Am Historischen Institut der Universität Mannheim ist das Fach in seiner gesamten Breite und über alle Epochen hinweg vertreten. Es besteht aus etwa 30 Mitarbeiterinnen und Mitarbeitern an insgesamt sieben Lehrstühlen. Besondere Merkmale sind die epochenübergreifende Forschung und Lehre, die Verzahnung der Arbeitsbereiche untereinander sowie die enge Kooperation mit außeruniversitären Institutionen der historischen Vermittlung wie Gedenkstätten und Museen. Geographisch reichen die Interessen der Mitglieder des Instituts von der regionalen Geschichte bis zur Globalgeschichte, von der internationalen Politikgeschichte bis zur Kultur- und Sportgeschichte.

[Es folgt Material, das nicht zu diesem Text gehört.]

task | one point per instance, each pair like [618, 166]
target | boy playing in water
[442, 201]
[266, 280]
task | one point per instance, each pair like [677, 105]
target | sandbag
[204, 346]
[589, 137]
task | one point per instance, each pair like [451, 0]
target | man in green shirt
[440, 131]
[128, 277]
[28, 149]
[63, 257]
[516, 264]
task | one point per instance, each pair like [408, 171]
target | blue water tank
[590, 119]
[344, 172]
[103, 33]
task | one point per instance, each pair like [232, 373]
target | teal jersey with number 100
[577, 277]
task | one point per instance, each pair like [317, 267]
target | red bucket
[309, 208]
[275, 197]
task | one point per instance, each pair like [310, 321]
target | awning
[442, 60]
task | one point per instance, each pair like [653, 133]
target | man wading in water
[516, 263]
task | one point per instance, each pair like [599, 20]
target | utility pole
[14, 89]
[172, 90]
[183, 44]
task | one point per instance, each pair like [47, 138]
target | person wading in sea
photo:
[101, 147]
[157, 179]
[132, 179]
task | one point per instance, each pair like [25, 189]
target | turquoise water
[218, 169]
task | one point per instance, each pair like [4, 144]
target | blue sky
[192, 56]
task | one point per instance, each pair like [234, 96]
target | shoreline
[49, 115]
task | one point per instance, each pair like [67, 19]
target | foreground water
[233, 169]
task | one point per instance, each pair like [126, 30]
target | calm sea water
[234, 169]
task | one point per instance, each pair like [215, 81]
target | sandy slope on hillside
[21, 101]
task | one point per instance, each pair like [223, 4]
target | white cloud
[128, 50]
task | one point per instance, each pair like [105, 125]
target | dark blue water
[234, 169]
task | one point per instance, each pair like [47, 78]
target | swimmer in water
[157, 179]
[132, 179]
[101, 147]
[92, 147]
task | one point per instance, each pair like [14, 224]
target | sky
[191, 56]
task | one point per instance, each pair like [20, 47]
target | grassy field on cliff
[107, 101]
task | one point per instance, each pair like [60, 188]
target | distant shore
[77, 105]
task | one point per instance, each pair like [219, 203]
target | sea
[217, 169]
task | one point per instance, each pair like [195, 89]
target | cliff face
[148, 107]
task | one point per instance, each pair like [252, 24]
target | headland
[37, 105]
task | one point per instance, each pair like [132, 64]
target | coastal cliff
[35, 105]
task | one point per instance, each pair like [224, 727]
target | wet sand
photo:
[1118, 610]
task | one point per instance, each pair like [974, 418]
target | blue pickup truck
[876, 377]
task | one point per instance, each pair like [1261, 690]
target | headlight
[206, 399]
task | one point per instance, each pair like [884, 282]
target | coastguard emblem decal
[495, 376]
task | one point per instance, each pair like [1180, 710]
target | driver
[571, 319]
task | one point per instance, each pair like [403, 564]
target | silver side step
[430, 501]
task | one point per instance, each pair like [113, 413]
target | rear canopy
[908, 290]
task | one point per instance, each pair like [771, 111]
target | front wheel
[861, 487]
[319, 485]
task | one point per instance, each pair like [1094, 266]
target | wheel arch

Die interdisziplinäre Zusammenarbeit in Forschung und Lehre findet u.a. im Rahmen des Research and Study Center „Dynamics of Change“ der Philosophischen Fakultät statt. Die traditionell starke Ausrichtung der Universität Mannheim an den Wirtschafts- und Sozialwissenschaften wird durch einen Schwerpunkt in den Bereichen Kultur und Wirtschaft aufgegriffen, die in ihrer regionalen und transnationalen Verflechtung untersucht werden. Dies schlägt sich auch in den interdisziplinären Studiengängen Kultur und Wirtschaft (BaKuWi, MaKuWi) nieder.

Im Lehramtsstudiengang sowie in den jeweils zwei B.A. und M.A.-Studiengänge bietet sich den 550 Studierenden ein breit gefächertes Lehrangebot. Das Geschichtsstudium in Mannheim zeichnet sich durch kleine Lehrveranstaltungen, eine sehr gutes Betreuungsverhältnis und die enge Kooperation mit zahlreichen internationalen Hochschulen, aber auch mit Kultureinrichtungen der Region wie den Reiss-Engelhorn-Museen, dem Stadtarchiv, dem Techoseum und der Landeszentrale für politische Bildung aus. Das Angebot einer studienbegleitenden Berufsvorbereitung durch die Zusammenarbeit mit außeruniversitären Partnern prägen das Geschichtsstudium in Mannheim.